Figures(3)  /  Tables(1)

Article Metrics

Article views(516) PDF downloads(127)

REVIEW   Open Access    

Harnessing functional metabolite diversity in tea plant germplasm: from metabolic signatures to quality-oriented breeding

Beverage Plant Research  5 Article number: e034  (2025)  |  Cite this article

Abstract: Tea plant (Camellia sinensis) exhibits remarkable metabolic diversity in their specialized secondary metabolites, such as catechins, theanine, caffeine, and volatile compounds, defining both ecological adaptability and therapeutic value. Environmental factors and phytohormonal regulation are proven as critical modulators of secondary metabolism, with certain signaling pathways coordinating stress-responsive metabolite production through transcriptional and post-transcriptional mechanisms.
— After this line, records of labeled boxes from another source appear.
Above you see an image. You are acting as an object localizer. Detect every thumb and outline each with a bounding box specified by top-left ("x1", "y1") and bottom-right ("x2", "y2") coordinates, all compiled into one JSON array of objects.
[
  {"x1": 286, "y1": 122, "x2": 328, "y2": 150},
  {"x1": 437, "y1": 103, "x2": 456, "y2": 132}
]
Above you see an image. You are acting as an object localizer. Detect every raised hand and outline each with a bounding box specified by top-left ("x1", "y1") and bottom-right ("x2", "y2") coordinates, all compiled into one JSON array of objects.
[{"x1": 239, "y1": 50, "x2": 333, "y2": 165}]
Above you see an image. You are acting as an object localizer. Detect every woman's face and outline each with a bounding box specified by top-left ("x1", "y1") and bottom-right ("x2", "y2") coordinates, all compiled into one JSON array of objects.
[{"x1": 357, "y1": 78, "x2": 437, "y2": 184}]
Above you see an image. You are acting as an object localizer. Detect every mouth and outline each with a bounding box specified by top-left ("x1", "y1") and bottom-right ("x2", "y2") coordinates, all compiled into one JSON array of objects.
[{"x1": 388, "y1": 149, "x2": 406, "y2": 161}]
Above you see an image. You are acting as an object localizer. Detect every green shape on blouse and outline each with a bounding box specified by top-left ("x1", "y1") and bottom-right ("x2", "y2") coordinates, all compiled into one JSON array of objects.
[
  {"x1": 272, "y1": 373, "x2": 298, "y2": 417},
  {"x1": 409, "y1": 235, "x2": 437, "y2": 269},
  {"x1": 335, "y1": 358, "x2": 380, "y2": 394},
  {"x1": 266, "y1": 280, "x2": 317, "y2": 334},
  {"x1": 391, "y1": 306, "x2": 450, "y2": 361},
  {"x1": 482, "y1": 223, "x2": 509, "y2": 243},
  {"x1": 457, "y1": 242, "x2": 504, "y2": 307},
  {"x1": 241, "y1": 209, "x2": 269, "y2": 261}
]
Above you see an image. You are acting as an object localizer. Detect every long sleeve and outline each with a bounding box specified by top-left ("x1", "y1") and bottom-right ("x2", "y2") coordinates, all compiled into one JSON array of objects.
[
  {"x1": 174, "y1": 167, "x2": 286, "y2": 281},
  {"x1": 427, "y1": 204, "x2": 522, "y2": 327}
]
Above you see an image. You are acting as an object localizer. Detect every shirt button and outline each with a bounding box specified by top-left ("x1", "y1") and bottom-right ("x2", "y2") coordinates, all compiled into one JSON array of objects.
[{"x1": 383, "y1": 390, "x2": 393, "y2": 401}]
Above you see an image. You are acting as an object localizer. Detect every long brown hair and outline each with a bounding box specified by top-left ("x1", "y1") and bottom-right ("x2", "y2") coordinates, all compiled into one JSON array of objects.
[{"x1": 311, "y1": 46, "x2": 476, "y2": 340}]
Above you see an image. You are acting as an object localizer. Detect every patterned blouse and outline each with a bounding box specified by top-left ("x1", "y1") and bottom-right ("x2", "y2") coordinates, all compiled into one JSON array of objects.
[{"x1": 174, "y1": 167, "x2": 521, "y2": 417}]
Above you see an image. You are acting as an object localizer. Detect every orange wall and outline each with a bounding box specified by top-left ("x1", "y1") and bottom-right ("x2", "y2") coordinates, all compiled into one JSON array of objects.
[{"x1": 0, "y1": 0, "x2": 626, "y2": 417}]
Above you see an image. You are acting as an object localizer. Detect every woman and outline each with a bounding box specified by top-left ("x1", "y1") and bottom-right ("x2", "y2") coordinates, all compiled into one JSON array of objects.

The development of chromosome-scale genome assemblies, pangenome, and 3D chromatin map resources has revealed extensive genomic variations that lead to metabolic distinctions. While metabolomics approaches including nuclear magnetic resonance, mass spectrometry, and emerging ion mobility techniques have enabled comprehensive profiling of flavor-related compounds, challenges persist in linking metabolic signatures to genetic determinants across diverse germplasms. Population genomics studies through metabolic genome-wide association have identified key quantitative trait loci and allelic variants governing metabolite accumulation. This review integrates recent metabolomic and genomic advancements to construct a roadmap for harnessing tea's functional metabolite diversity through germplasm resources, elucidating the biochemical and genetic foundations of quality traits to advance precision breeding applications.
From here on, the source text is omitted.